We strongly urge the Department of Health and Human Services (HHS) to follow our lead by
using the CCC as the sole case definition for ME/CFS in all of the Department’s activities
related to this disease.

In addition, we strongly urge you to abandon efforts to reach out to groups such as the Institute
of Medicine (IOM) that lack the needed expertise to develop “clinical diagnostic criteria” for
ME/CFS. Since the expert ME/CFS scientific and medical community has developed and
adopted a case definition for research and clinical purposes, this effort is unnecessary and
would waste scarce taxpayer funds that would be much better directed toward funding research
on this disease.

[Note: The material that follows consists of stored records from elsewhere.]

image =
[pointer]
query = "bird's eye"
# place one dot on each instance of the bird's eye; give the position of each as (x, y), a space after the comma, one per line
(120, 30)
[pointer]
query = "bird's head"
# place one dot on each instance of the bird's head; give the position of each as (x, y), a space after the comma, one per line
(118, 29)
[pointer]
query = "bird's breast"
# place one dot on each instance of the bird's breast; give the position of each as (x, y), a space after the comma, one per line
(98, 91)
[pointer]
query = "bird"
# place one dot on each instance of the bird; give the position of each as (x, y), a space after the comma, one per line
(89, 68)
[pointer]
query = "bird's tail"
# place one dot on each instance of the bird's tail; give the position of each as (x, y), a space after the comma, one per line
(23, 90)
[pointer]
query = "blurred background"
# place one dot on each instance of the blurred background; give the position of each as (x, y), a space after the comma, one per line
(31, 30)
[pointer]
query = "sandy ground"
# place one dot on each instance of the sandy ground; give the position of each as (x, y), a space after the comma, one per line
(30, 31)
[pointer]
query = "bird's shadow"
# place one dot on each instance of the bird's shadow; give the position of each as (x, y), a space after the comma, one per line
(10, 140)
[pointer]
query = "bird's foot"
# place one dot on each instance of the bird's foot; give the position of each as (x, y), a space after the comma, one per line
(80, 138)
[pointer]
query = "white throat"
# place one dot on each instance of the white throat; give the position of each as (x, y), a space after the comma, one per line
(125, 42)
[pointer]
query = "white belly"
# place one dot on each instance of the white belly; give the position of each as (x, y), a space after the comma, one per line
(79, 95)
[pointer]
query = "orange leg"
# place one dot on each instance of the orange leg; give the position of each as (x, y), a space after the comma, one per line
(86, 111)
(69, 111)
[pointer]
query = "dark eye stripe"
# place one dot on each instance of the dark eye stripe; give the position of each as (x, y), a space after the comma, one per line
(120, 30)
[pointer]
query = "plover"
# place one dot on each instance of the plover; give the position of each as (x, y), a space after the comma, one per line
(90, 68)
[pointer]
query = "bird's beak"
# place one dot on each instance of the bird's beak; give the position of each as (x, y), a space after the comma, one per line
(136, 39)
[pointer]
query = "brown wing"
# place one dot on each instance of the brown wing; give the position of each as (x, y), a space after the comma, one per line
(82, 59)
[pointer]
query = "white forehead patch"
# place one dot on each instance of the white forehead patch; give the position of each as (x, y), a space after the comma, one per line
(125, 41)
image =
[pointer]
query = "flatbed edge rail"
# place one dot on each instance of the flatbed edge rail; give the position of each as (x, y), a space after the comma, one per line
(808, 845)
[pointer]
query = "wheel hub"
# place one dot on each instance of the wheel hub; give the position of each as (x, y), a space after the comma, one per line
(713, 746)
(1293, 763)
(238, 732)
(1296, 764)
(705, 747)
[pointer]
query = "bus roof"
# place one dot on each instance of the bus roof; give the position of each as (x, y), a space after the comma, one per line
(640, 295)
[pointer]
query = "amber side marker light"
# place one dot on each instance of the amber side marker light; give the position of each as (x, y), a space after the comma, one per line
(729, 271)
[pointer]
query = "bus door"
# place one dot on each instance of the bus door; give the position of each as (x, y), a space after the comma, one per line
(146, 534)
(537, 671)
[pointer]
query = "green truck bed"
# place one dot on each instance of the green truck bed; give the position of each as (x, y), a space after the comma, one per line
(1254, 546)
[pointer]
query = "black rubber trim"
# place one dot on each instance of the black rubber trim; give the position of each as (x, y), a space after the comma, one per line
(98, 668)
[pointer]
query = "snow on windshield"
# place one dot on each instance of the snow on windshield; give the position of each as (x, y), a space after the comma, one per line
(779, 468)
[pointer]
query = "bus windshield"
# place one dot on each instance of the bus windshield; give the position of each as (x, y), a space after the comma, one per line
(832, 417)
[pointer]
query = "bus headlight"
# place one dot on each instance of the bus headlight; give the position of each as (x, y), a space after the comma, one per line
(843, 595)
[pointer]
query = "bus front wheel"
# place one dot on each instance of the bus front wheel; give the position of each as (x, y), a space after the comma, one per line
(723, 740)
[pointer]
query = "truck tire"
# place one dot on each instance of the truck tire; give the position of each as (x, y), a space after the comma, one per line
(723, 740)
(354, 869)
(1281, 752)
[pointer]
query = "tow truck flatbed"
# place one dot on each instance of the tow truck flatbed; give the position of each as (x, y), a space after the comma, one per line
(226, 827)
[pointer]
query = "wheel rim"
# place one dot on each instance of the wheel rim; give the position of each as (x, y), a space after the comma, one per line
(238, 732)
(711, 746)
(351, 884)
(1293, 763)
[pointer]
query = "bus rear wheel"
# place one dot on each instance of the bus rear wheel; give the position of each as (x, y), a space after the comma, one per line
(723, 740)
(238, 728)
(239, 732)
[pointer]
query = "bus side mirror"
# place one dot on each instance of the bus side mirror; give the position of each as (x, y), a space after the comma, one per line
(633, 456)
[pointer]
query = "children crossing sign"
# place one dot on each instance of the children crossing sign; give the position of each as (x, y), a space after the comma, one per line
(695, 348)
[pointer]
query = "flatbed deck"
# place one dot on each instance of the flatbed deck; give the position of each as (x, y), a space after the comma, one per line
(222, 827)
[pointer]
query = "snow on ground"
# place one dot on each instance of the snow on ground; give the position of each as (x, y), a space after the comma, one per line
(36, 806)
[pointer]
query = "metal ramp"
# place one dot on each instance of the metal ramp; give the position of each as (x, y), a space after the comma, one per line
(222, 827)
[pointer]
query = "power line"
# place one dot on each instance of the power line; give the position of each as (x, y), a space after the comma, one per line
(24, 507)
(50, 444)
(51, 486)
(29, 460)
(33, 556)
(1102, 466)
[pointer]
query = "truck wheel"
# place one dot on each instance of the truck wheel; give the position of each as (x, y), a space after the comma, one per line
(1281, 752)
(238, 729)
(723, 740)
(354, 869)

Worse, this effort threatens to move ME/CFS science backward by engaging
non-experts in the development of a case definition for a complex disease about which they are
not knowledgeable.
 

A.B.

Senior Member
Messages
3,780
The recommendation for multimodal therapy seems to be an attempt to continue inflicting stigmatizing useless therapies on patients.

This draft seems is obviously written by different people with different view points. I think we have the psychologist on the panel to thank for this.
 

Sasha

Fine, thank you
Messages
17,863
Location
UK
The recommendation for multimodal therapy seems to be an attempt to continue inflicting stigmatizing useless therapies on patients.

This draft seems is obviously written by different people with different view points. I think we have the psychologist on the panel to thank for this.

I think the homeopathy, mind-body, multimodal stuff looks like special pleading from someone. I'm just amazed that that stuff is in the same report that has metabolomics in it. It's as if a court jester from the Middle Ages walked into a genetics lab.